Sunday, August 06, 2006

Cool Hand Luke


I've managed to make it through 37 years thinking of COOL HAND LUKE only as "the movie where Paul Newman eats a lot of eggs." Since I'm not a particularly big fan of eggs, I never bothered to watch the picture before today.

My loss.

COOL HAND LUKE is, basically, ONE FLEW OVER THE CUCKOO'S NEST on a chain gang. It's a movie about a guy who just can't conform, a guy who seems decent enough, but whose inability to work with or around authority figures fixes his fate before he ever leaves the home. This guy is an unrepentant square peg, and he's stuck in a world dedicated to grinding everyone down to the same shape.

(In my line of work, we fire guys like that as fast as possible because they're an unending stream of headaches. Yeah, yeah, you're an individual - I get it. Now can you do the job we're paying you to do?)

Thing is, I love ONE FLEW OVER THE CUCKOO'S NEST, and I loved COOL HAND LUKE. In addition to spotlighting a virtuoso Newman performance, the movie gives us a real sense of time and place.
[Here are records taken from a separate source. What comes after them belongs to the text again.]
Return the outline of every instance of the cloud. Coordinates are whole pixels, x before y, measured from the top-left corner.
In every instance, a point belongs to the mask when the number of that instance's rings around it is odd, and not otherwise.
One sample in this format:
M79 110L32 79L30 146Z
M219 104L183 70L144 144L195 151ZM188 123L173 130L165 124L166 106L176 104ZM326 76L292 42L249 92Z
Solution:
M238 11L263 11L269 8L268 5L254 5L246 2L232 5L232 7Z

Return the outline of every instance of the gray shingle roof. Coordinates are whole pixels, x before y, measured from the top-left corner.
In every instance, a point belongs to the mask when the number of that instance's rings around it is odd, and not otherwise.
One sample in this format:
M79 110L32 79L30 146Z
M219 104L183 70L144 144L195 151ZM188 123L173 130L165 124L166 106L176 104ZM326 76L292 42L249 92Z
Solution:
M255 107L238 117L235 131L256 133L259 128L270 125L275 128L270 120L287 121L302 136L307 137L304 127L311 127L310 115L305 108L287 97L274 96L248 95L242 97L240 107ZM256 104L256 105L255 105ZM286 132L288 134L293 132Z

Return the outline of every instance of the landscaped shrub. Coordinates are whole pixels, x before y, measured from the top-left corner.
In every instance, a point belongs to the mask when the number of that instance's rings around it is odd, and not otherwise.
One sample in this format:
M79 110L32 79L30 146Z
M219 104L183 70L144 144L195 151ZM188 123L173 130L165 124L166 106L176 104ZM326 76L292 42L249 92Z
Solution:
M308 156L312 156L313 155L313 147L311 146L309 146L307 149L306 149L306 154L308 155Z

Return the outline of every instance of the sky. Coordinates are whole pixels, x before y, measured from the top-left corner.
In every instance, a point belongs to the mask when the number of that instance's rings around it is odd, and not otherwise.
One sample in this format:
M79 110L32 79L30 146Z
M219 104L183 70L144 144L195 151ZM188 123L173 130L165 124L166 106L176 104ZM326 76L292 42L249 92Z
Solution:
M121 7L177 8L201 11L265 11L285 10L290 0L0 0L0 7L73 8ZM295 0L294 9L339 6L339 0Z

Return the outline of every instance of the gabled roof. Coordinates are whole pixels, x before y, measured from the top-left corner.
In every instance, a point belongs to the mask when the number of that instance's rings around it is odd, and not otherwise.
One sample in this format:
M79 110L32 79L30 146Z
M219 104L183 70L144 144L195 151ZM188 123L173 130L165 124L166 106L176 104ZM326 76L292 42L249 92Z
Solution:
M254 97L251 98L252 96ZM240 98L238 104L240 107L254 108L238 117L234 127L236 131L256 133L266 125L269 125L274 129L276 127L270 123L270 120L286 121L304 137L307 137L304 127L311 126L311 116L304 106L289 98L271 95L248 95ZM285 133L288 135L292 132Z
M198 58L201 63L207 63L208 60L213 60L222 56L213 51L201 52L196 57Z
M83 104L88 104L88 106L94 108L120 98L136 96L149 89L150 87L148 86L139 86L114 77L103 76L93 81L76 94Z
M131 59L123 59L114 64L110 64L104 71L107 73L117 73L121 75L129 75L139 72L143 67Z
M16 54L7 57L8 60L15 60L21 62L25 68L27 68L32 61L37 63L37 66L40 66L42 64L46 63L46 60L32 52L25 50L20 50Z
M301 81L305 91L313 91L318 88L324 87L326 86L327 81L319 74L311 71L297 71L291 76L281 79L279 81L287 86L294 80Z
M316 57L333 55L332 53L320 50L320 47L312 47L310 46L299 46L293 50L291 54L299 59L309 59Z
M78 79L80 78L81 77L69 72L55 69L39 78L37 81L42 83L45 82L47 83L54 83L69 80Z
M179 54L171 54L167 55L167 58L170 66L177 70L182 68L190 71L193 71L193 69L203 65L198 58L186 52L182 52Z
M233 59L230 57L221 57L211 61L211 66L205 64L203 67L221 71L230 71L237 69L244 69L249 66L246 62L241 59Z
From its somnolent Lalo Schiffren score to Conrad Hall's photography, we're immersed in the slow, almost eternal rythms of the rural south. The men work, and sleep, and carouse, and pass the time, and create a perfect backdrop for Newman's portrayal of a man who goes from rebel to hero to cynic. In a sense, he's doing even more than that, however. He begins the film as an emotional adolescent, progresses through manhood, and ends with the weariness of age. In the space of just a few short minutes, Newman gives us the human comedy on a chain gang. It's powerful stuff, and it's worth watching.

But I'm still not a big fan of eggs.